The capital market enables individuals and organisations with spare capital (money which they want to invest) to channel these funds to businesses and other organisations that need investment capital (money for expansion or other purposes). This case study explains the operation of Investment Trusts, which are a key part of the market.
The need for funds
Businesses sometimes need funds above the income they get from trading to help them grow and also carry out their day-to-day trading activities. Businesses acquire funds from several sources:
- shareholder capital – where investors give the company money in exchange for shares (long-term)
- loan capital (medium-term)
- bank overdrafts and trade credit (short-term).
This study concentrates on longer-term funds. Without long-term funds, businesses would struggle to buy expensive capital equipment, build new premises, expand into foreign markets, or acquire other businesses.
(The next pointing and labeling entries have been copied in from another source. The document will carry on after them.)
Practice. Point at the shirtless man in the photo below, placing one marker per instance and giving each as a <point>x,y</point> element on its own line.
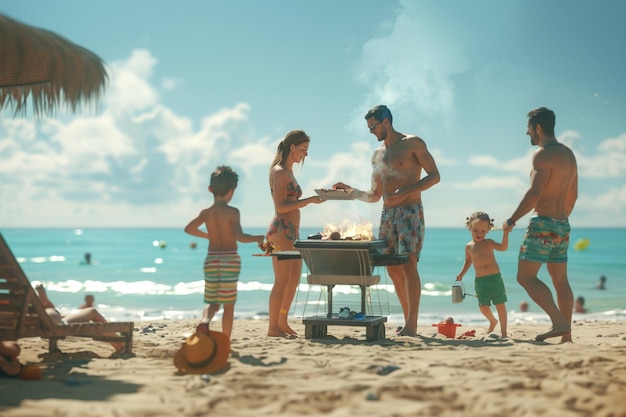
<point>552,194</point>
<point>397,177</point>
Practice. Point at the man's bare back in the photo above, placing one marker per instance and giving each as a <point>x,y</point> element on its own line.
<point>557,164</point>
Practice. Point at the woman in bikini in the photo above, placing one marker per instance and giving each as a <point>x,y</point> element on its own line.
<point>283,231</point>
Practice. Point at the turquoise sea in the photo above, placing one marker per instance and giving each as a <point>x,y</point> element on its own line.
<point>150,274</point>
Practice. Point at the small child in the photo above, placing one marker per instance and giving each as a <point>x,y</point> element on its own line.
<point>488,285</point>
<point>222,264</point>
Investment Trusts as sources of funds
Investment Trusts provide invaluable funds to businesses by acting as intermediaries. They channel funds from financial institutions and households to businesses through the Stock Market and these funds can help businesses grow and expand.
Investment Trusts provide their investors with investments tailored to investors’ individual requirements eg the degree of risk an investor is willing to take and the rate of return he/she expects. Investors aim to gain from holding Investment Trusts in two ways:
- they often receive a dividend – their share of the profit earned by the Investment Trust in a given period eg 6 months or a year
- the value of their investment may grow over time if the share prices of the companies in which they have invested go up, particularly if their Investment Trust has invested for growth. However, the value of investments can go down as well as up, and this is the risk that Stock Market investors take.